The next biggest distinguishing characteristic is that the Post’s approach is not interactive. Instead, we have only static graphics. But more importantly, the Post opts for a state-level approach. The second graphic looks at the water stress level, but then plots it against daily per capita water use.

California is pretty outlying
California is pretty outlying

My question is from the data side. Whence does the water use data come? It is not exactly specified. Nor does the graphic provide any axis limits for either the x- or the y-axis. What this graphic did make me curious about, however, was the cause of the high water consumption. How much consumption is due to water-intensive agricultural purposes? That might be a better use of the colour dimension of the graphic than tying it to the water stress levels.

The third graphic looks at the international dimension of the dataset, which is where the Times started.

China and India are really big
China and India are really big

Here we have an interesting use of area to size population. In the second graphic, each state is sized by population. Here, we have countries sized by population as well. Except, the note at the bottom of the graphic notes that neither China nor India are sized to scale. And that make sense since both countries have over a billion people. But, if the graphic is trying to use size in the one dimension, it should be consistent and make China and India enormous. If anything, it would show the scale of the problem of being high stress countries with enormous populations.

I also like how in this graphic, while it is static in nature, breaks each country into a regional classification based upon the continent where the country is located.

Overall this, like the Times piece, is a solid graphic with a few little flaws. But the fascinating bit is how the same dataset can create two stories with two different foci. One with an international flavour like that of the Times, and one of a domestic flavour like this of the Post.

Credit for the piece goes to Bonnie Berkowitz and Adrian Blanco.

Water, Water Everywhere Nor Any Drop to Drink

Most of Earth’s surface is covered by water. But, as any of you who have swallowed seawater can attest, it is not exactly drinkable. Instead, mankind evolved to drink freshwater. And as some new data suggests, that might not be as plentiful in the future because some areas are already under extreme stress. Yesterday the New York Times published an article looking at the findings.

More reasons for me not to move to the desert southwest
More reasons for me not to move to the desert southwest

The piece leads with a large map showing the degree of water stress across the globe. It uses a fairly standard yellow to red spectrum, but note the division of the labels. The High range dwarfs that of the Low, but instead of continuing on, the Extremely High range then shrinks. Unfortunately, the article does not go into the methodology behind that decision and it makes me wonder why the difference in bin sizes.

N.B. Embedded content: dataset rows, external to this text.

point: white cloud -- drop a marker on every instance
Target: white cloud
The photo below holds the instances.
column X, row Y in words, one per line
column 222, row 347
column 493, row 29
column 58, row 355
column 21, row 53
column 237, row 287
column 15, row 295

Of course, any big map makes one wonder about their own local condition. How stressed is Philadelphia, for example? Thankfully, the designers kept that in mind and created an interactive dot plot that marks where each large city falls according to the established bins.

Not so great, Philly
Not so great, Philly

At this scale, it is difficult to find a particular city. I would have liked a quick text search ability to find Philadelphia. Instead, I had to open the source code and search the text there for Philadelphia. But more curiously, I am not certain the graphic shows what the subheading says.

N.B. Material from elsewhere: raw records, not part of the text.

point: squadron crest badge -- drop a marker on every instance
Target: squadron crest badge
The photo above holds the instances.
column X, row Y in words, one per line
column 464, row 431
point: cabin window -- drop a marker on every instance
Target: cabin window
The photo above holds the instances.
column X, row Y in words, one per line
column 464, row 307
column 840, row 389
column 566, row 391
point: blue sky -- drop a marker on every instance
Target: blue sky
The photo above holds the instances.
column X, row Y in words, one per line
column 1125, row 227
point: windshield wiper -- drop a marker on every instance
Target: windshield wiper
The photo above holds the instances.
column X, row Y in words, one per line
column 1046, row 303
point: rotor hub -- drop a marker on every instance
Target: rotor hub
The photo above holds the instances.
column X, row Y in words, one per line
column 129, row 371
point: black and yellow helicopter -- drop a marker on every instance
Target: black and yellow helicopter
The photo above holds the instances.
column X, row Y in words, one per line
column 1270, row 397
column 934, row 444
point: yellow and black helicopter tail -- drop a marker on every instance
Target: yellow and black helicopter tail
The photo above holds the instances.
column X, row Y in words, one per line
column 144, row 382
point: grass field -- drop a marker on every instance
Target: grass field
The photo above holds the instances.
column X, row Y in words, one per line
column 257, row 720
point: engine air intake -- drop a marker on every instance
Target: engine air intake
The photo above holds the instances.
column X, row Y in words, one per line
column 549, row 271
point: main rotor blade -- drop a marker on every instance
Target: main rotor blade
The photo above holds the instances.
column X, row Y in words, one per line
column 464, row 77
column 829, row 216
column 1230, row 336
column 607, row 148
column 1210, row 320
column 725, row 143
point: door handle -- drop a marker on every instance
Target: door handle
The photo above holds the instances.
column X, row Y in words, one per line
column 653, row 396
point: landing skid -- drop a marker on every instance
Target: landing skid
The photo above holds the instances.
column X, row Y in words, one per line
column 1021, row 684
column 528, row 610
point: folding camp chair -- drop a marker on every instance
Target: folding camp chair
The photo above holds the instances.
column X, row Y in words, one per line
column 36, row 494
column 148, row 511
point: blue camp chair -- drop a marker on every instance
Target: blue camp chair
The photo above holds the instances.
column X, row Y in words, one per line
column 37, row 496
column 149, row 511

To understand what a third of major urban areas is, we would need to know the total number of said cities. If we knew that, a small number adjacent to the categorisation could be used to create a quick sum. Or a separate graphic showing the breakdown strictly by number of cities could also work. Because seeing where each city falls is both interesting and valuable, especially given how the shown cities are mentioned in the text—it just doesn’t fit the subheading.

But, for those of you from Chicago, I included my former home as a different screenshot. Though I didn’t need to search the source code, because I just happened across it scrolling through the article.

It helps having Lake Michigan right there
It helps having Lake Michigan right there

Credit for the piece goes to Somini Sengupta and Weiyi Cai.